Cobb se alistó en el ejército canadiense a los 17 años para combatir en Europa. Su experiencia le sirvió para contar una lógica destinada a arrebatarnos la posesión de nuestra vida, no sólo porque podamos morir, sino porque dejamos de ser dueños de nuestra existencia.
El mando del 181º Regimiento del Ejército Francés no debe asumir errores. Para ocultar una noticia falsa, ordena una operación suicida, una maniobra que acaba en catástrofe.
Cuando ocurre el desastre, se justifica, acusa de cobardía y fusila a algunos de sus propios soldados. Las víctimas se escogen por sorteo, o por viejas rencillas, o por otros motivos que nada tienen que ver con la responsabilidad. Un personaje se salva por ser judío. Existen esas paradojas en la hipocresía del mundo.
Después de la injusticia racista cometida contra el capitán Alfred Dreyffus, el teniente obligado a elegir prefiere que nadie lo califique de antisemita y se hace cómplice de la nueva injusticia.
La injusticia forma parte de la realidad tanto como el clima, dicen los cínicos mientras se lavan las manos. Prefieren no pensar que existen ejércitos porque existen Estados que se conciben a sí mismos como fundadores y vigilantes de una identidad única.
Responden así a una perpetua economía de guerra. De vez en cuando, cada dos años, se decreta una matanza en Palestina. Se trata de una violencia disciplinada.
Los fundamentalistas de Hamás aspiran a su identidad única, dialogan con el terror para imponer su credo como forma de vida.
Pero lo grave, lo que en realidad define al mundo en el que vivimos, no es que una banda terrorista cometa actos de violencia, sino que un Estado democrático se transforme en una máquina de terror para asesinar de forma despiadada a la gente.
En 1947, cuando Naciones Unidas partió Palestina en dos para propiciar la creación del Estado de Israel, no sólo puso en marcha la idea de un refugio-nación para el maltratado pueblo judío.
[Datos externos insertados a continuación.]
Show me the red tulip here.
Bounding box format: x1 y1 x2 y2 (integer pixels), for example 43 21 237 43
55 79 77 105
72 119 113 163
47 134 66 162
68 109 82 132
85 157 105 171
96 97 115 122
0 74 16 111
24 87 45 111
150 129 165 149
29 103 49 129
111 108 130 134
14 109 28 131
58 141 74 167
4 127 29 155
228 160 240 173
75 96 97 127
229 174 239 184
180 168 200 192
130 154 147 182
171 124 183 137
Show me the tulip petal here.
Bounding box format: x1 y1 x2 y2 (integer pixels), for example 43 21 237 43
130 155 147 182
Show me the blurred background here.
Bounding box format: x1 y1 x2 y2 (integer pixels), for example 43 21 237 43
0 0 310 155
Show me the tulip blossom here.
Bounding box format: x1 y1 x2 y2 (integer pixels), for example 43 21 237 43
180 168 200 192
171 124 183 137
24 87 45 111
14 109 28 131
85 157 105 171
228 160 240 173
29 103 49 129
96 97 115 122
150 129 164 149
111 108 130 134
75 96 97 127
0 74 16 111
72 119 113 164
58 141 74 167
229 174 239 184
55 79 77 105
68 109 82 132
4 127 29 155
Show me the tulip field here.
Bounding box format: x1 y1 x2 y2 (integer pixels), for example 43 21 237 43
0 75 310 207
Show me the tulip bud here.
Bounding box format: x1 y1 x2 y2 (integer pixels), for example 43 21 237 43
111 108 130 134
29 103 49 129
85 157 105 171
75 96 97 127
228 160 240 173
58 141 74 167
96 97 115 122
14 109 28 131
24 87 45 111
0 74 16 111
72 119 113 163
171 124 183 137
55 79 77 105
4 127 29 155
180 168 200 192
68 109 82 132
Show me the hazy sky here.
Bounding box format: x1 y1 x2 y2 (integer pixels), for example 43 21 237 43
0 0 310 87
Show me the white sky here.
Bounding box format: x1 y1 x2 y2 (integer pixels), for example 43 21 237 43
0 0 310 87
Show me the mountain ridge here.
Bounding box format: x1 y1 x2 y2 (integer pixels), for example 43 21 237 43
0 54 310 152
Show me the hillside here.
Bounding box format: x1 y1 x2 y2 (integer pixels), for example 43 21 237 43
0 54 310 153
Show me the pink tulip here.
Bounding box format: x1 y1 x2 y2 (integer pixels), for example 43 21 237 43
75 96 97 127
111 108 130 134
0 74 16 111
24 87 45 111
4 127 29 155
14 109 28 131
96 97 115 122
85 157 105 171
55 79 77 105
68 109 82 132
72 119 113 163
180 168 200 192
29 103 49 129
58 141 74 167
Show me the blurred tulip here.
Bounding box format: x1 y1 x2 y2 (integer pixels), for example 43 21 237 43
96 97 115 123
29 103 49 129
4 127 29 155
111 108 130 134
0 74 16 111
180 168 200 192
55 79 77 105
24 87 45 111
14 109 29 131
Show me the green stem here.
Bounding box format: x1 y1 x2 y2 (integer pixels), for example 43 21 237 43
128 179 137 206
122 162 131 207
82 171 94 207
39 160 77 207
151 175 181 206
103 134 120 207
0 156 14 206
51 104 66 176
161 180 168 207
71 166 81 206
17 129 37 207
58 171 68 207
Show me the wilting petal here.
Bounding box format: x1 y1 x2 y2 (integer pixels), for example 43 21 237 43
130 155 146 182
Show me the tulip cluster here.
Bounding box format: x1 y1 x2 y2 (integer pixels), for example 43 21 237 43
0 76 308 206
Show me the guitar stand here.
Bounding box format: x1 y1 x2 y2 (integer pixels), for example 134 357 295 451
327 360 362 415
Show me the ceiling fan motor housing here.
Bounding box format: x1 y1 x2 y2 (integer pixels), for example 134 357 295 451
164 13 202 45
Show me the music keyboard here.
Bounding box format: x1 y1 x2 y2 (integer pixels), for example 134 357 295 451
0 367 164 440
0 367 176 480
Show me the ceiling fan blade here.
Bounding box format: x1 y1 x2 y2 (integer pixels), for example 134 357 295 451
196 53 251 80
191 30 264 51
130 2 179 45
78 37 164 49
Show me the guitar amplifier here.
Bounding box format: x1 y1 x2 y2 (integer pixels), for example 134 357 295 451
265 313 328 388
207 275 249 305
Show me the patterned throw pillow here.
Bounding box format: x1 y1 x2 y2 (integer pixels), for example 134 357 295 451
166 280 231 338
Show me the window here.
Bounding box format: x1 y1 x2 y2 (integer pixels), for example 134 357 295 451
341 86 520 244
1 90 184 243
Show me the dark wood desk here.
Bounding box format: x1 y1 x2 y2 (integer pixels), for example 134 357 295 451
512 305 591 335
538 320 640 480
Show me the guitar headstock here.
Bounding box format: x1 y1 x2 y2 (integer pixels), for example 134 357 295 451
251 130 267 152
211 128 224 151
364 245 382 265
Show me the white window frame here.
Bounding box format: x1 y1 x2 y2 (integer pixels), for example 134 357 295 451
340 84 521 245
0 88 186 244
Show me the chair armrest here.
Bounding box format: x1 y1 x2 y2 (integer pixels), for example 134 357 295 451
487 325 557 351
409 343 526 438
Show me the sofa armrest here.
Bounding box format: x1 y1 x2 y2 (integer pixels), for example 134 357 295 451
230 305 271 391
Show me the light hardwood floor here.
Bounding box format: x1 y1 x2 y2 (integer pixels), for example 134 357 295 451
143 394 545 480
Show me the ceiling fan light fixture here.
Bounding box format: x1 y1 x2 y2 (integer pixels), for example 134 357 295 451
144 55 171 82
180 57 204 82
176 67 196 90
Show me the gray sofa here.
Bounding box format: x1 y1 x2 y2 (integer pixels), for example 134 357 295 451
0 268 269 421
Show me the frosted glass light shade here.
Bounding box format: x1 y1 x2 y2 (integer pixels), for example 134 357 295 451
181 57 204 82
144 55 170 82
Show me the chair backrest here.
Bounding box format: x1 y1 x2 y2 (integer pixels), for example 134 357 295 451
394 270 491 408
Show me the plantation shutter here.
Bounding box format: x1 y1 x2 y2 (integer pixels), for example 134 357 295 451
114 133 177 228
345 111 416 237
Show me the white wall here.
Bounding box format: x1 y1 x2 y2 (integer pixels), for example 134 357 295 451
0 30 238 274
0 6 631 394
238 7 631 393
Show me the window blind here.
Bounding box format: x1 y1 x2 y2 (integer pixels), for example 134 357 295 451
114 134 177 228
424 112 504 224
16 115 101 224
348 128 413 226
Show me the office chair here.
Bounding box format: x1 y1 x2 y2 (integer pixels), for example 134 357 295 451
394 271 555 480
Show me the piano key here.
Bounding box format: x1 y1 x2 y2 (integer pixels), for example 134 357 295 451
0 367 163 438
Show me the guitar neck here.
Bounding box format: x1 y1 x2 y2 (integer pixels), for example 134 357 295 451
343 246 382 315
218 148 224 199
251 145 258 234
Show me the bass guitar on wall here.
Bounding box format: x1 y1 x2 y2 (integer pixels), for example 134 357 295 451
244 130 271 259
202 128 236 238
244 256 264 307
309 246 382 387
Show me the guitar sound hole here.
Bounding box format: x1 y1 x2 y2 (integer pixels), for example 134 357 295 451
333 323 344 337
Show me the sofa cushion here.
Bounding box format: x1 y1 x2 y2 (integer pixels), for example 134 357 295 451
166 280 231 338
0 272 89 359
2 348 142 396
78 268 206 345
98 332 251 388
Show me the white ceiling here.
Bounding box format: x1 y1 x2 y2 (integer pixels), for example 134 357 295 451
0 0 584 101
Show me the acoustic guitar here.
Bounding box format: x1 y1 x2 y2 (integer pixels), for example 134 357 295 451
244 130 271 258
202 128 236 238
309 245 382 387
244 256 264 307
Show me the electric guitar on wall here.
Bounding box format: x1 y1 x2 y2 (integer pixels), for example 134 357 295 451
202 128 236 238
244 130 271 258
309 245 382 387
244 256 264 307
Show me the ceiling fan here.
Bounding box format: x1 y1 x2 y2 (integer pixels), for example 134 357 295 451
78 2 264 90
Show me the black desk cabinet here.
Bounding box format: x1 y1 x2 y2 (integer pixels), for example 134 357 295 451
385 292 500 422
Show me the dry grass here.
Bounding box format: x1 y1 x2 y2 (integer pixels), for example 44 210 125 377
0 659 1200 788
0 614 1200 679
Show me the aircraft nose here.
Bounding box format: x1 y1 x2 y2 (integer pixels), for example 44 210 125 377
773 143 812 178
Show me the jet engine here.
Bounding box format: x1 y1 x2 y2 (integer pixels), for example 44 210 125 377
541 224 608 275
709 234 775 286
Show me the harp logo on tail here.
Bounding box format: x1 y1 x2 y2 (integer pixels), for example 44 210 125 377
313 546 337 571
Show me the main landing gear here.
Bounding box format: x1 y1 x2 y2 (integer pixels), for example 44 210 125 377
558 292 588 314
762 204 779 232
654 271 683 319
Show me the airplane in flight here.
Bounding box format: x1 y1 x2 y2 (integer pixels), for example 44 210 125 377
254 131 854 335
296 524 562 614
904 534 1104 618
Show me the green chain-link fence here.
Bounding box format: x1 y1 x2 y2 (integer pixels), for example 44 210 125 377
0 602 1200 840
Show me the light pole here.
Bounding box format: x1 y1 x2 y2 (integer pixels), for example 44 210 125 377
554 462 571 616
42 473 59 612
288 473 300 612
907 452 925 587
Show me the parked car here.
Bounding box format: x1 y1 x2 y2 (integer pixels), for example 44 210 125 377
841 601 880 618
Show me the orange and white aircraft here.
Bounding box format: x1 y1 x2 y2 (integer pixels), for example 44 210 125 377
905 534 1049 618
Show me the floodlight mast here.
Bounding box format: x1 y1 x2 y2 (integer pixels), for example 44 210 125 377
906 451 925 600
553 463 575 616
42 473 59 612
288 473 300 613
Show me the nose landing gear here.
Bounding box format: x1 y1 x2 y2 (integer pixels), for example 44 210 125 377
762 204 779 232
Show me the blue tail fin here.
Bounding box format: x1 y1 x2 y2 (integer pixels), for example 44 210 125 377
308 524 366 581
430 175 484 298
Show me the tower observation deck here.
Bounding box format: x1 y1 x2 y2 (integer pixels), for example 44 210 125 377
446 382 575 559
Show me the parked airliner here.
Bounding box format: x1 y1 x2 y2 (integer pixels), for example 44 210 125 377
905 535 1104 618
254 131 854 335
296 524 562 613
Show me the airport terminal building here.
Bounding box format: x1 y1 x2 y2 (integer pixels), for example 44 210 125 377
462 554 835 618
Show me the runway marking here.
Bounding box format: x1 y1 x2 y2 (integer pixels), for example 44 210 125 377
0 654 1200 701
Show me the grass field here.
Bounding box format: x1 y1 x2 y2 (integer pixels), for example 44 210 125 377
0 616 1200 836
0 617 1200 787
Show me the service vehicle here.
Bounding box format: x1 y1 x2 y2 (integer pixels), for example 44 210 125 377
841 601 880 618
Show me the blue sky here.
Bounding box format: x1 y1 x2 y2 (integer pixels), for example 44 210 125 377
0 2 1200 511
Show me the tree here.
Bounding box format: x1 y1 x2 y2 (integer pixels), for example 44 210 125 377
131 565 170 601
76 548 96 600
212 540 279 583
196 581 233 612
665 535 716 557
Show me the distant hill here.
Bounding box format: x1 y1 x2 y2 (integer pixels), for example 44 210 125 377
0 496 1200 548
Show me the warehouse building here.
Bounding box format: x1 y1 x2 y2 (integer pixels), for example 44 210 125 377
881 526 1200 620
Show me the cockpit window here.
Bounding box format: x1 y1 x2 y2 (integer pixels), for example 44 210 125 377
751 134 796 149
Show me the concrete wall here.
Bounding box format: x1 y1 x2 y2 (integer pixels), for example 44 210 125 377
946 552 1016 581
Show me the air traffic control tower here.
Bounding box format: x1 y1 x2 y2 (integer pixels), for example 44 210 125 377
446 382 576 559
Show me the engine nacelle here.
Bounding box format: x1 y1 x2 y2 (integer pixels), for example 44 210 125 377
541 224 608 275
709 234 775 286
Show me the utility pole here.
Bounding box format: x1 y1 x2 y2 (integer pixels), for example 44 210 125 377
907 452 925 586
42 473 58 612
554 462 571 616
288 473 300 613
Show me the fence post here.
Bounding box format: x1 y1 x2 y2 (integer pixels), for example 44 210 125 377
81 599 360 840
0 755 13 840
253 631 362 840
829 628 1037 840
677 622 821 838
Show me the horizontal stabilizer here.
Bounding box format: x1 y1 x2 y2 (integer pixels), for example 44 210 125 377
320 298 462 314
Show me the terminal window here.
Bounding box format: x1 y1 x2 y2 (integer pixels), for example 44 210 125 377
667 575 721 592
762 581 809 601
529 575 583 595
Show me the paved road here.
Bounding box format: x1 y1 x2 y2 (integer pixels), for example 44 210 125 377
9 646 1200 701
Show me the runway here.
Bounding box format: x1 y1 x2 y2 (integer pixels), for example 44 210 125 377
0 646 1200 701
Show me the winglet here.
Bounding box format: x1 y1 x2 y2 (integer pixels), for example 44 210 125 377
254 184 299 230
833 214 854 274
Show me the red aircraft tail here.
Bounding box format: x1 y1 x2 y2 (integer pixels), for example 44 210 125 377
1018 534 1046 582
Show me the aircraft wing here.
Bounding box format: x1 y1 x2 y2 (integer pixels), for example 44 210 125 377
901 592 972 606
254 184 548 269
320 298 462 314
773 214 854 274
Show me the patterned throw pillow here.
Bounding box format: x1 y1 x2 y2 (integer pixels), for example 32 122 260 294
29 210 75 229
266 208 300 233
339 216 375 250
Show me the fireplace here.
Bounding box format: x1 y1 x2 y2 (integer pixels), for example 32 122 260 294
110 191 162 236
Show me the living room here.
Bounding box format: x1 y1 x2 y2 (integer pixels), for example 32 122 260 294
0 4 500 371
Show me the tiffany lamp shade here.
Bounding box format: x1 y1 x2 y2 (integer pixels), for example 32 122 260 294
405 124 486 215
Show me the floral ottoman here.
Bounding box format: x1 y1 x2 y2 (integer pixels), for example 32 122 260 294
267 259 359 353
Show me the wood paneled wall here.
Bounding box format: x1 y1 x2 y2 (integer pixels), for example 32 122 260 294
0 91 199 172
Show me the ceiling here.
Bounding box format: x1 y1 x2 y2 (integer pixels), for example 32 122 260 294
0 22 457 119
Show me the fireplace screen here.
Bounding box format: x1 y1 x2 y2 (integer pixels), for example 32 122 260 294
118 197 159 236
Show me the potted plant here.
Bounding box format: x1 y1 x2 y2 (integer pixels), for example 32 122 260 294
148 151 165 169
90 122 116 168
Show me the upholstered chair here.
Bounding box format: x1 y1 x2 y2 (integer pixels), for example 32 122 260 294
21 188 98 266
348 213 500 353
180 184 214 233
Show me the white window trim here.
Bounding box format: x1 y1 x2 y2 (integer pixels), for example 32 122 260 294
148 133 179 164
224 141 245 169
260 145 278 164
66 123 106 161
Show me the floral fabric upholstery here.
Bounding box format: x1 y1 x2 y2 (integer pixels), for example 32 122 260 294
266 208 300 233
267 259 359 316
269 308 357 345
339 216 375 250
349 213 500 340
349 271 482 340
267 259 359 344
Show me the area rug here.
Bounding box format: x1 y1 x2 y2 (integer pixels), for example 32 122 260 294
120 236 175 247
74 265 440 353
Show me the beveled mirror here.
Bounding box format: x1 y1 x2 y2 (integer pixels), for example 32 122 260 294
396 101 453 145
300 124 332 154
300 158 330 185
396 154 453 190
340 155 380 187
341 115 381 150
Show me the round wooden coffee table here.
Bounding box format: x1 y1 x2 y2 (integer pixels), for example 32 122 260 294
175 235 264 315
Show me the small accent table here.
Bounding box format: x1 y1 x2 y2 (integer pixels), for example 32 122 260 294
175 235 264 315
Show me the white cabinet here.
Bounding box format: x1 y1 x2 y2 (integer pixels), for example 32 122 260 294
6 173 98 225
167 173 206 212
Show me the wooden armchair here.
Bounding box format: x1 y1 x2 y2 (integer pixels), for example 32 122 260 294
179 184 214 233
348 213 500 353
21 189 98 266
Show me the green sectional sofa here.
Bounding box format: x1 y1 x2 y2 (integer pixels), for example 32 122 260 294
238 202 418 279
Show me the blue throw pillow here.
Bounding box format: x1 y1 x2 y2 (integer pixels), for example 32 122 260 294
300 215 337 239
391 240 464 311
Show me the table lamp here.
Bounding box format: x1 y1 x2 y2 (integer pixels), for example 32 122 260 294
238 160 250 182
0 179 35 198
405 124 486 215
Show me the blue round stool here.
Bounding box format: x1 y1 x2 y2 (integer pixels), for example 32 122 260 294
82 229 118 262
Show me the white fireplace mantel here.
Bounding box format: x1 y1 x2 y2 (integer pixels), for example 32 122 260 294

Respondió también a la nostalgia de la vieja Europa ante el Estado burgués de identidad fuerte y única, el Estado que responde a una sola identidad, la patria que nos pone un velo en la conciencia y en el corazón.
Ese tipo de Estado es opaco, fundamentalista, fomenta el racismo y no permite ni la libertad ni la integración de nadie.
Los derechos humanos se acaban enfrentando a su carta de ciudadanía.
Con la nueva matanza de Gaza, celebramos como se merece el centenario de la Primera Guerra Mundial.
Las guerras no solucionan nada, dice un personaje de Cobb. El final impuesto por la primera significa el primer paso para la siguiente.